Friday, April 08, 2016

Interest Rates & Gold
GoldMoney's Alasdair Macleod provides a very insightful & brilliant analysis on the relationship between gold & interest rates, dispelling several myths on traditional views of the relationship - it is commonly assumed that the gold price & interest rates move in opposite directions .. Macleod references what happened in the 1970s for some guidance, particularly with some emerging similarities with that timeframe as is being seen - stagflation in the economy .. the above chart shows how the rise in gold prices can still happen with a rise in interest rates .. "The dynamics behind the gold market are however different now from the early seventies. Debt levels today are so high they risk destabilizing the whole financial system, making it impossible for the Fed to raise interest rates much without causing a financial wipe-out. Asian governments, such as the Chinese and the Russians are known to have been accumulating strategic positions in physical gold, and the Chinese and Indian populations along with other Asian people have also exhibited notable appetites for physical metal. Instead of starting from a position where the U.S. Treasury on its own in 1969 still held 14% of estimated above-ground stocks, its holding is officially at less than 5% of them today. That is, if you believe it still has the stated 8,134 tonnes. This time, the gold price is likely to be driven by physical shortages in the old world, as American and European investors wake up to stagflation, their central bank's interest rate dilemma, and the loss of physical liquidity from their vaults.
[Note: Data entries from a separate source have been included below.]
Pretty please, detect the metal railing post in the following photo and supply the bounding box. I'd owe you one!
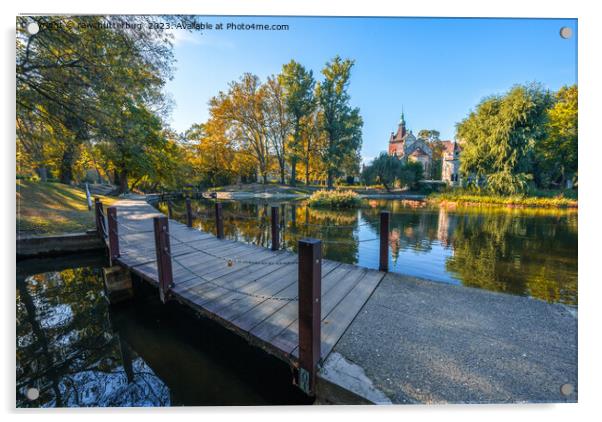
[153,216,174,303]
[94,198,106,238]
[185,197,193,227]
[271,206,280,251]
[107,206,119,265]
[379,211,390,272]
[167,201,173,219]
[297,238,322,396]
[215,202,224,239]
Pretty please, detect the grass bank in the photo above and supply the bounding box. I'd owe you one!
[17,180,117,236]
[428,190,578,209]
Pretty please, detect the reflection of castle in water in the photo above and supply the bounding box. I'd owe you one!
[436,207,457,247]
[387,206,456,264]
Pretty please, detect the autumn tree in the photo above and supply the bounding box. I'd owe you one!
[263,75,291,184]
[210,73,272,184]
[17,15,194,188]
[536,85,578,188]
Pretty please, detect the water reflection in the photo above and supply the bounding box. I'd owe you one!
[16,256,311,407]
[162,199,577,306]
[16,264,170,407]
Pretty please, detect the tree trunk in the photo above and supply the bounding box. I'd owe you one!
[280,162,285,185]
[305,160,310,185]
[290,157,297,186]
[119,168,129,194]
[113,169,120,187]
[327,170,334,190]
[36,167,48,182]
[59,143,76,184]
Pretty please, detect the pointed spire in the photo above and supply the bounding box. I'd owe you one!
[400,106,405,127]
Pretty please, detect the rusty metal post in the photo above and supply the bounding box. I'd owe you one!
[379,211,390,272]
[167,201,173,219]
[153,216,174,303]
[271,206,280,251]
[185,197,193,228]
[107,206,119,264]
[298,238,322,396]
[215,202,224,239]
[94,198,106,238]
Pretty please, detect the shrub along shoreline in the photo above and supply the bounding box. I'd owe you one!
[428,191,578,209]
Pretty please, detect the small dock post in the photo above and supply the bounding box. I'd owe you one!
[153,216,174,303]
[298,238,322,396]
[94,198,106,238]
[107,206,119,265]
[379,211,390,272]
[271,206,280,251]
[215,203,224,239]
[167,201,173,219]
[185,197,193,228]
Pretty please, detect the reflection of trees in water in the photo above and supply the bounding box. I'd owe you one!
[445,211,578,305]
[16,267,170,407]
[169,199,578,304]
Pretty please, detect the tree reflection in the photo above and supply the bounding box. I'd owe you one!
[168,198,577,305]
[16,267,170,407]
[445,209,577,305]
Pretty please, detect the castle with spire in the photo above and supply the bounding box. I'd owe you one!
[388,111,433,177]
[387,111,461,185]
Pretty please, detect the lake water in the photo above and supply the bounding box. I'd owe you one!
[16,254,311,407]
[162,198,577,306]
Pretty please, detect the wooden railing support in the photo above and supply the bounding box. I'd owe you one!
[297,238,322,396]
[107,206,119,265]
[379,211,390,272]
[153,216,174,303]
[271,206,280,251]
[185,197,193,227]
[215,202,224,239]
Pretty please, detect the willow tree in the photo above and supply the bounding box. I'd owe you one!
[316,56,363,189]
[457,83,553,194]
[280,60,315,186]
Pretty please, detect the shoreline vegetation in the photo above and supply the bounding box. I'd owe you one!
[427,190,578,209]
[307,189,362,208]
[16,180,116,237]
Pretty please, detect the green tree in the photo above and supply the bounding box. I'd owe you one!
[316,56,363,189]
[263,75,291,184]
[361,153,403,191]
[17,16,194,186]
[362,153,423,191]
[280,60,315,186]
[417,129,440,142]
[457,83,553,194]
[536,85,578,188]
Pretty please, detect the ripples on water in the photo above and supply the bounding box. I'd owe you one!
[161,198,577,306]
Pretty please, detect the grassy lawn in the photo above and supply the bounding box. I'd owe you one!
[428,190,578,208]
[16,180,117,236]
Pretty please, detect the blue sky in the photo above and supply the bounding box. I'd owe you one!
[164,17,577,164]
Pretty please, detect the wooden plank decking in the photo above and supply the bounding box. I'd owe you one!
[107,199,386,365]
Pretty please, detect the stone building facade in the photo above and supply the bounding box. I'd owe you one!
[441,140,462,186]
[387,112,461,184]
[388,112,433,177]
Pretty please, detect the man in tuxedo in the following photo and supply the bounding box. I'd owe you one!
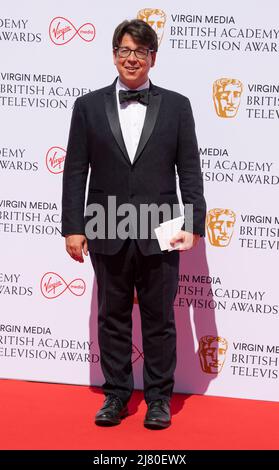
[62,19,206,429]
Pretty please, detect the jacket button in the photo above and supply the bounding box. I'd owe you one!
[130,193,134,198]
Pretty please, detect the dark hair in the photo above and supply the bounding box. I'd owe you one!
[112,19,158,52]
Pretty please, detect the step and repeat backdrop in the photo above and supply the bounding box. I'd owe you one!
[1,0,278,401]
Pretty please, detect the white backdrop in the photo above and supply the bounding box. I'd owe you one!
[1,0,279,401]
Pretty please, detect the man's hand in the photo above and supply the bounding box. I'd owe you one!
[170,231,200,251]
[65,234,88,263]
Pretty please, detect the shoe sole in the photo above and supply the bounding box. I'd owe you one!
[95,409,129,426]
[144,419,171,430]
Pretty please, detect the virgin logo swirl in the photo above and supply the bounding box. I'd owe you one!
[46,146,66,174]
[40,272,86,299]
[49,17,96,45]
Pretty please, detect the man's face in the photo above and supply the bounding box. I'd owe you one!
[203,341,227,373]
[208,213,235,247]
[215,83,242,117]
[113,33,156,89]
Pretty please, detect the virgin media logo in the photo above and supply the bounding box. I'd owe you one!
[40,272,86,299]
[46,146,66,174]
[49,17,96,45]
[132,344,144,364]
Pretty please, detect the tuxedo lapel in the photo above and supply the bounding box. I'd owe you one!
[133,84,162,165]
[104,80,162,166]
[104,82,130,165]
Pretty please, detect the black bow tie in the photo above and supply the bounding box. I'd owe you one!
[119,88,149,105]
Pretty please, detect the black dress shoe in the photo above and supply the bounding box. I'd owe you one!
[144,399,171,429]
[95,395,129,426]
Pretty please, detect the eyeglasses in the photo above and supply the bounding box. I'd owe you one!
[114,47,154,60]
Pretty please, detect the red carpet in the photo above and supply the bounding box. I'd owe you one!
[0,379,278,450]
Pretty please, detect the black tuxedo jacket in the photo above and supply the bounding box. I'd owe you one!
[62,79,206,255]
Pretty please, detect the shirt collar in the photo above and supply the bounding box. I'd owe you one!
[116,77,150,92]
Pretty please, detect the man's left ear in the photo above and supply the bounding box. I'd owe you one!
[151,52,157,67]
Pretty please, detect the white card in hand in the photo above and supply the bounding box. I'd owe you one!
[154,215,184,251]
[154,226,169,251]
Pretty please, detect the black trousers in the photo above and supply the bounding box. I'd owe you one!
[90,239,179,404]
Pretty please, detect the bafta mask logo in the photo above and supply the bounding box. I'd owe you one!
[137,8,166,46]
[199,336,228,374]
[206,208,236,247]
[213,78,243,118]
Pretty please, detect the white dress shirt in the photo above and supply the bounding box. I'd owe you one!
[116,77,149,163]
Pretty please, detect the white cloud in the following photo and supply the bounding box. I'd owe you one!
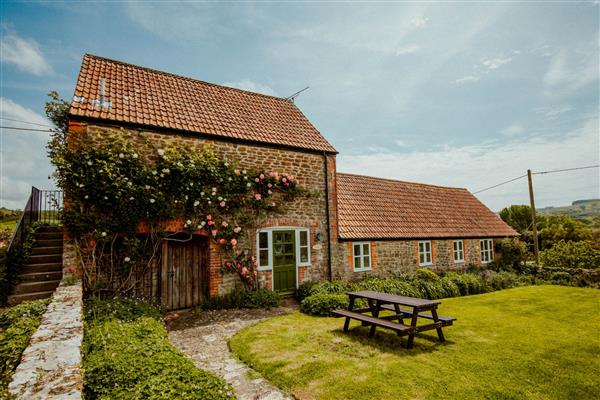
[0,98,55,209]
[543,49,598,95]
[0,34,52,75]
[395,44,420,56]
[337,117,599,211]
[481,57,513,70]
[411,15,429,27]
[500,123,525,137]
[395,139,407,147]
[534,105,573,120]
[222,79,277,96]
[455,75,480,84]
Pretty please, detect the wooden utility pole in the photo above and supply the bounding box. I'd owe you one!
[527,169,540,263]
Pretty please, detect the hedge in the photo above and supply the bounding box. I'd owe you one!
[83,297,235,400]
[298,270,544,316]
[0,299,50,397]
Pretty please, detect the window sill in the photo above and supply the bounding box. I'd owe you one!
[419,262,433,267]
[257,265,272,271]
[354,268,372,272]
[454,260,465,264]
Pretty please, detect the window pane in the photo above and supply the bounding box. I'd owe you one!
[363,243,370,255]
[363,256,371,269]
[300,247,309,263]
[419,242,424,252]
[259,249,268,266]
[420,253,425,264]
[300,230,308,246]
[259,232,268,249]
[354,256,361,269]
[425,242,431,252]
[426,252,431,263]
[354,244,361,256]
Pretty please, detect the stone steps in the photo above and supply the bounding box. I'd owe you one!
[7,290,56,305]
[8,225,64,305]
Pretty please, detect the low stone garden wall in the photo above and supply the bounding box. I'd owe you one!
[8,282,84,399]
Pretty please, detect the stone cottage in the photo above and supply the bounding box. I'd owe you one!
[67,54,516,309]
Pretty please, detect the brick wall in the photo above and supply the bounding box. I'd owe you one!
[332,238,494,280]
[68,121,337,297]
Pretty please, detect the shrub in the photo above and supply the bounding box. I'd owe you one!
[201,288,280,310]
[84,317,235,399]
[0,299,50,393]
[443,272,487,296]
[495,238,529,272]
[0,249,7,305]
[540,240,600,269]
[301,293,349,316]
[483,271,522,291]
[549,271,574,286]
[294,280,319,301]
[415,268,439,281]
[84,296,162,324]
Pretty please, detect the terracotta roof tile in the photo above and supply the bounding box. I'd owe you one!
[69,54,336,153]
[337,173,518,240]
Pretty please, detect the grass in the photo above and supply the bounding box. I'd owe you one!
[230,285,600,400]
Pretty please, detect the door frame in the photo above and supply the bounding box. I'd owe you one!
[271,229,297,292]
[256,226,311,291]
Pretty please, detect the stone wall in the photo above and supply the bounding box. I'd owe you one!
[332,238,496,280]
[9,282,84,399]
[67,121,337,296]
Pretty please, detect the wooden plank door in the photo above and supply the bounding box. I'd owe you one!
[161,236,208,310]
[272,230,296,293]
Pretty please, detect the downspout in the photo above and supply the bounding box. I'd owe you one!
[323,152,333,281]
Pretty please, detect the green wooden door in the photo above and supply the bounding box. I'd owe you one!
[273,230,296,293]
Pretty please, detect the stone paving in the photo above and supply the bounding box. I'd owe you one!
[9,282,84,400]
[167,303,297,400]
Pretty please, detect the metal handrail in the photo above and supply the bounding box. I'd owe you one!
[6,187,63,254]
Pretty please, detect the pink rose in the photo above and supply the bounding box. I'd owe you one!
[226,261,232,267]
[219,238,226,244]
[268,190,272,195]
[230,238,237,246]
[254,193,262,200]
[233,226,242,233]
[206,214,212,220]
[207,221,215,226]
[211,230,218,237]
[255,178,260,183]
[259,173,265,179]
[282,177,287,183]
[220,201,226,207]
[242,267,249,276]
[221,221,228,228]
[267,183,272,188]
[269,171,275,177]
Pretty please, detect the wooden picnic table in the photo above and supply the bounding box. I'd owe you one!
[332,290,456,349]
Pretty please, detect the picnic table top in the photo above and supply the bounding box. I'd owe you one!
[347,291,441,308]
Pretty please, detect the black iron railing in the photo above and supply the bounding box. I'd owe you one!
[7,187,63,254]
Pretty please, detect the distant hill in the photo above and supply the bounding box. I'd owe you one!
[537,199,600,222]
[0,207,20,221]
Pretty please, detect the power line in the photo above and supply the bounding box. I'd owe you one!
[473,164,600,195]
[533,165,599,175]
[0,117,55,129]
[0,126,53,133]
[472,174,527,194]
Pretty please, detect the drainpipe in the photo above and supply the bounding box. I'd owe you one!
[323,152,333,281]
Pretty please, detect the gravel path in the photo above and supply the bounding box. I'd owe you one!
[167,304,297,400]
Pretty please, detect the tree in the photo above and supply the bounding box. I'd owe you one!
[538,215,593,249]
[499,205,533,234]
[45,91,70,164]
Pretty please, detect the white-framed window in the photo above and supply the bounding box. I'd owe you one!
[480,239,494,263]
[418,240,432,266]
[257,231,270,268]
[352,242,372,271]
[255,227,311,270]
[453,240,464,263]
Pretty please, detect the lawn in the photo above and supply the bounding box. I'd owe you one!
[230,285,600,399]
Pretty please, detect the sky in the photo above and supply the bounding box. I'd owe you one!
[0,1,598,211]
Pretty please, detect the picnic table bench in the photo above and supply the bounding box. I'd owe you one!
[332,290,456,349]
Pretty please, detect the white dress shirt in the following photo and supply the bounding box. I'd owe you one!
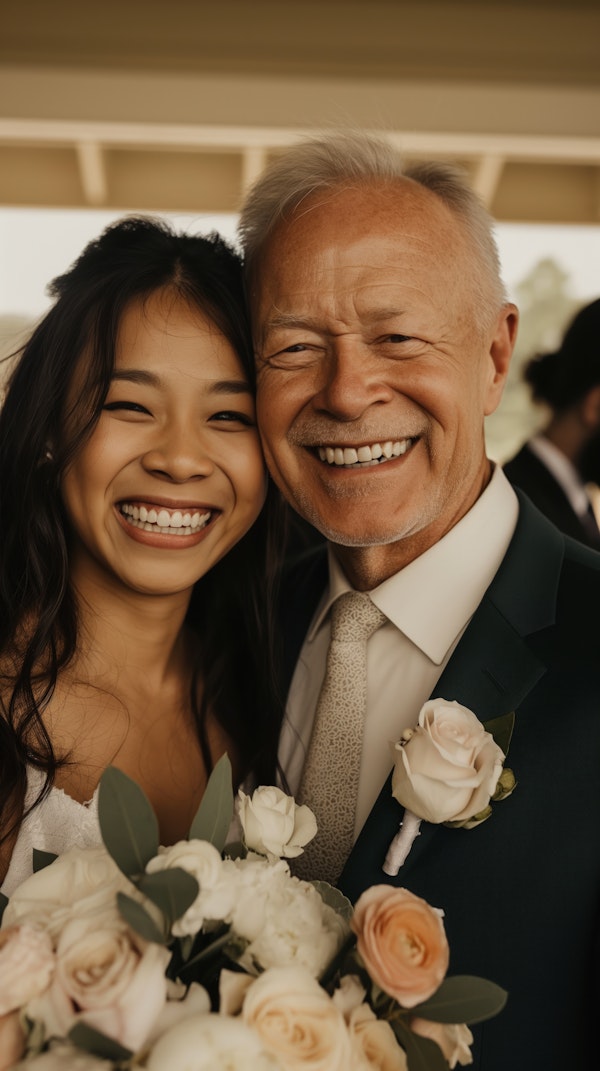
[279,465,519,839]
[527,433,593,519]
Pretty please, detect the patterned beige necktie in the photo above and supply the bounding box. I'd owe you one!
[294,591,387,884]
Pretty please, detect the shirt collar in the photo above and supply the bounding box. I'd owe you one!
[528,434,591,517]
[308,465,519,664]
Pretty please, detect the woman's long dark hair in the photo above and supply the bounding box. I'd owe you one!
[0,216,284,842]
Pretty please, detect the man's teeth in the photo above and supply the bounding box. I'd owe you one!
[119,503,212,534]
[317,440,413,467]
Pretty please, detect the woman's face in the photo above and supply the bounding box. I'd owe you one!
[61,289,267,600]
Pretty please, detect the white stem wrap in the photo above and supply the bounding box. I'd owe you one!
[382,811,423,875]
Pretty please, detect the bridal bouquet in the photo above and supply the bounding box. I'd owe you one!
[0,758,506,1071]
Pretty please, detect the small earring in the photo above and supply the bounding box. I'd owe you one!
[44,448,53,461]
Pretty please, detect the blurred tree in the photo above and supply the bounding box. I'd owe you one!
[486,258,580,461]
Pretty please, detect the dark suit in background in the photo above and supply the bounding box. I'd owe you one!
[504,441,600,549]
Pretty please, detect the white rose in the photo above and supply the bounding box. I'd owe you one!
[27,913,170,1054]
[242,966,353,1071]
[219,968,255,1015]
[145,839,231,936]
[12,1042,112,1070]
[3,847,131,941]
[221,855,290,939]
[391,700,504,824]
[229,862,348,977]
[411,1019,474,1068]
[331,974,366,1019]
[0,925,55,1014]
[348,1004,408,1071]
[332,976,408,1071]
[146,982,211,1045]
[237,787,317,861]
[145,1013,280,1070]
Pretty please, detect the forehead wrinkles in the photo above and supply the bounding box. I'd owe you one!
[267,236,451,330]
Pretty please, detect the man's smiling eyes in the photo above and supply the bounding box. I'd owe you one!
[264,332,416,365]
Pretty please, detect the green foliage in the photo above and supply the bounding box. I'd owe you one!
[413,975,508,1025]
[391,1017,449,1071]
[484,710,515,757]
[98,767,159,880]
[137,867,199,928]
[32,849,58,872]
[188,753,234,850]
[312,880,353,921]
[116,891,167,945]
[68,1022,133,1061]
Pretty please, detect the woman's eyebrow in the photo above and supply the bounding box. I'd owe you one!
[110,369,160,386]
[110,370,251,395]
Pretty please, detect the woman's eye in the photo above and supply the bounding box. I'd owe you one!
[103,401,150,415]
[210,410,255,426]
[382,334,411,344]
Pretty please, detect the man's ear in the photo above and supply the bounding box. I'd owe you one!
[484,304,519,417]
[580,384,600,431]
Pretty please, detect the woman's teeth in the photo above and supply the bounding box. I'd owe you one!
[317,439,413,467]
[119,503,212,534]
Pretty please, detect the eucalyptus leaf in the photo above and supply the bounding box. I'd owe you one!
[98,766,159,879]
[32,848,58,872]
[412,975,508,1025]
[484,710,515,757]
[311,880,354,921]
[0,891,7,925]
[116,891,167,944]
[137,867,199,926]
[391,1017,448,1071]
[177,927,245,982]
[68,1021,133,1061]
[188,753,233,850]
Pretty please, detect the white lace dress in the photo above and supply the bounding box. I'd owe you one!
[0,767,103,897]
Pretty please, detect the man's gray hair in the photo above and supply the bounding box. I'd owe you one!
[238,129,507,318]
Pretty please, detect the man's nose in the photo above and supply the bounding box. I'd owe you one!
[141,423,215,483]
[314,345,394,421]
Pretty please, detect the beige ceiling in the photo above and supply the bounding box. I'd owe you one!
[1,0,599,221]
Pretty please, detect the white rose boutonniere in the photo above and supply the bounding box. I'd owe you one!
[237,785,317,862]
[384,699,516,875]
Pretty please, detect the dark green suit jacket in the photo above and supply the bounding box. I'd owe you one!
[280,494,600,1071]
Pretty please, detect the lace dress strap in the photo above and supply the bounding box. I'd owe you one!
[0,767,103,897]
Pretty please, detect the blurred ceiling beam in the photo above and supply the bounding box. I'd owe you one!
[1,1,599,222]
Today's market set-up, particularly if Chinese demand for energy and commodities materializes in accordance with her new five-year plan, looks like replicating the early stage of Phase 2 in the introductory chart to this article. Gold increased fivefold from $42 to a high of about $200 in three years. The circumstances today have notable differences, not least the launch-pad of negative interest rates. But we can begin to see why, despite the near infinite growth of derivatives as a price-control mechanism, it could be mistaken to assume that the link between interest rates and gold is normally one of non-correlation, and will continue to be so."